Es gab sie schon zuvor, doch jetzt, durch die Pandemie, durch den Lockdown, durch die Unzufriedenheit und Ungeduld von vielen, wurden sie empor gespült aus den dunklen Kloaken der sozialen Netzwerke und das ist etwas was mich persönlich erschreckt und mir Sorge bereitet. Sie propagieren die Un- Rechtmäßigkeit unseres Staates. Deklarieren Machtmissbrauch, den Willen zur Diktatur, die Fremdherrschaft anderer Staaten über unser eigenes Land. Stellen einzelne Menschen an den Pranger und sind durchsetzt von Hass und Rassismus und das erschreckende! - Immer mehr hören ihnen zu und ich frage mich, wie viele wohl nicht einfach nur zuhören, sondern ihnen Glauben schenken und das ist etwas, was nicht einmal die Pandemie imstande war mit mir zu machen - mir Furcht einflössen.
Das Wissen darum, dass man selbst auf der richtigen Seite steht, wird irgendwann vielleicht nicht mehr ausreichen und ich fürchte mich davor, kämpfen zu müssen.
Vor Monaten bin ich aus den sozialen Netzwerken, insbesondere Facebook geflohen. Weil ich es nicht mehr ertrug, ständigen Anfeindungen ausgesetzt zu sein, und einsehen musste, all das was ich schreibe und all meine Argumente werden überhört, nicht zur Kenntnis genommen oder einfach verhöhnt. Zu wissen, dass ich nichts ändern kann, hat mich irgendwann schweigen lassen.
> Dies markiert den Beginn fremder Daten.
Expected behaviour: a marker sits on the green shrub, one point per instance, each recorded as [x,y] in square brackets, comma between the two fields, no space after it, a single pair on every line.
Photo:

Bedroht und beschimpft zu werden hat, trotz aller Distanz die ich versucht habe zu wahren, irgendwann weh getan und so bin ich gegangen.
Doch so langsam holt es mich ein und ich glaube, auch daran ist die derzeitige Pandemie schuld. Weil es derzeit so viele gibt, die sich trauen zu brüllen, trauen sich auch andere, zu schreien. Von dem, was ich in den letzten Wochen alles zu hören bekam, möchte ich hier nichts wiedergeben, denn fast alles ist verachtenswert, ist ab-und bösartig und stinkt erbärmlich nach dieser Jauchegrube, die sich in den sozialen Netzwerken in letzter Zeit aufgetan hat.
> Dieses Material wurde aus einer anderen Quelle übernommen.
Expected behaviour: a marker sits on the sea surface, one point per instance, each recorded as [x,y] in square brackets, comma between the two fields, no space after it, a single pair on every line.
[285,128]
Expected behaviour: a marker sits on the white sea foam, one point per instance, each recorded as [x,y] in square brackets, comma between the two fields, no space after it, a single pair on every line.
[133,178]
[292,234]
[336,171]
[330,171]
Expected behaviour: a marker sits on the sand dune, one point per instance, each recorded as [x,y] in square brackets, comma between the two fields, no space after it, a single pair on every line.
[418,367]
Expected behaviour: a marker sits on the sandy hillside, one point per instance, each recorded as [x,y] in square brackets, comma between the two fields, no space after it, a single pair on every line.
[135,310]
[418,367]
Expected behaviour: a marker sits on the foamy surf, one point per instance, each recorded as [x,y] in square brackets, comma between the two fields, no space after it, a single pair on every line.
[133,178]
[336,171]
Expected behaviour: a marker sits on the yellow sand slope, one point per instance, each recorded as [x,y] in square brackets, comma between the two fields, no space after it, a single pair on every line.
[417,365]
Auch meine Frau, die selbst schwarz ist, bleibt davon nicht verschont und ich versuche sie davor zu schützen. Noch hat sie nichts, oder zumindest nicht viel von dem mitbekommen, was der eine oder andere über sie erzählt. Wie lange ich sie noch schützen kann, dass weiß ich nicht, aber ich bin müde und will einfach nicht mehr gegen Wände laufen.
Toilettenpapier gibt es wieder in Hülle und Fülle und Masken, vor kurzer Zeit noch begehrtes Gut, findet man in der Zwischenzeit überall an Straßenrändern, in Papierkörben oder in irgendwelchen Sträuchern hängen, wo sie verloren oder achtlos weggeworfen wurden. Noch immer gilt Maskenpflicht in Kaufhäusern und öffentlichen Transportmitteln oder an Orten wo sich die eineinhalb Meter Abstand, der irgendwann festgelegt wurde, nicht immer einhalten lässt.
Virologen, vor wenigen Wochen noch Superstars, sind fast wieder in der Versenkung verschwunden.
Ihr Stern leuchtete nicht lange. Besonders der Axel Springer Verlag mit seiner BILD-Zeitung sorgte dafür, dass das Leuchten allmählich verglimmte. Ausgerechnet dieses Blatt, welches durch Sexismus, Populismus, Lügen und zurechtgebogenen Wahrheiten, bis hin zur Grenze der Volksverhetzung bekannt wurde und immer noch ist, streute Zweifel, verbreitete Unwahrheiten und ignorierte die Gesetzte der Wissenschaft und ließ damit den Stern allmählich untergehen. Das dieses Blatt noch immer an Kiosken und im Zeitschriftenhandel ausliegt und immer noch von vielen gekauft wird, lässt mich oft an der Intelligenz unseres Volkes zweifeln.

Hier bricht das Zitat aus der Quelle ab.